Even if preemption were not applicable, this claim is also barred by Title VII. Title VII of the Civil Rights Act of 1964 is the “exclusive, pre-emptive administrative and judicial scheme [available] for the redress of federal employment discrimination.” Brown v. Gen. Servs. Admin., 425 U.S. 820, 829 (1976); 42 U.S.C. § 2000e-2(a)(1). Therefore, tort claims that arise out of the same allegations as other Title VII claims are generally barred. Simpson v. DeJoy, No. CV-20-00495-PHX-DWL, 2021 WL 2416831, at *10 (D. Ariz. June 14, 2021); see also Sommatino v. United States, 255 F.3d 704, 711 (9th Cir. 2001) (holding that Title VII preempts state law tort claims including negligent infliction of emotional distress). There is an exception to this rule for highly personal physical or emotional injuries such as rape, sexual assault, and stalking. Sommatino, 255 F.3d at 71112.

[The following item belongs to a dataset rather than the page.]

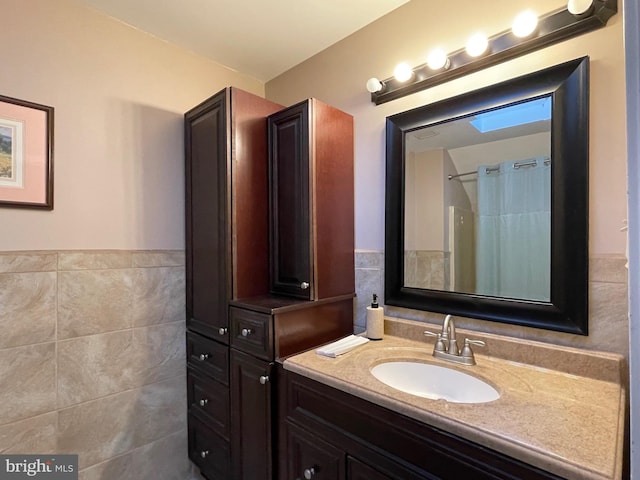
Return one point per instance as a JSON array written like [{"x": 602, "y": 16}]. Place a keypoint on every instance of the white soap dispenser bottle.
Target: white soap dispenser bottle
[{"x": 375, "y": 320}]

The Court finds that there has not been an injury highly personal such as those just mentioned to constitute an exception. Moreover, the Court finds that the negligent infliction of emotional distress claim arises out of the same allegations of work harassment, discriminatory and retaliatory actions as the other Title VII claims (Counts II and III). Accordingly, the Court finds that the negligent infliction of emotional distress claim is preempted by Title VII. Count IV will be dismissed with prejudice.
C. Defamation Claim
Plaintiff also appears to assert a defamation claim. (See Doc. 1 at 1-2.) The Court will analyze it as such. See Zichko v. Idaho, 247 F.3d 1015, 1020 (9th Cir. 2001) (the court liberally construes pro se filings). Defendants argue that the statute of limitations for a defamation claim has run, and the Court agrees.
In Arizona, the statute of limitations for a defamation claim is one year. Ariz. Rev. Stat. § 12-541(1). The statute of limitations begins to run upon publication of the defamatory statement. Id.; see also Bresser v. Menta Grp., Inc., NFP, 934 F.Supp.2d 1150, 1161 (D. Ariz. 2013). Here, the ADES unemployment hearing was in March 2021 and the EEOC statement was filed on September 23, 2022. (See Doc. 10 at 8.) From Plaintiff's Complaint, it appears that any alleged defamatory statements were made in one of these two instances. (Doc. 1 at 6, 9-10 ¶¶ 12, 19.) Plaintiff filed her Complaint on September 27, 2023. (Id.) Therefore, any alleged defamatory statement was published more than one year before Plaintiff filed this lawsuit, making it fall outside the statute of limitations. Accordingly, to the extent that it is pled, the Court will dismiss the defamation claim with prejudice.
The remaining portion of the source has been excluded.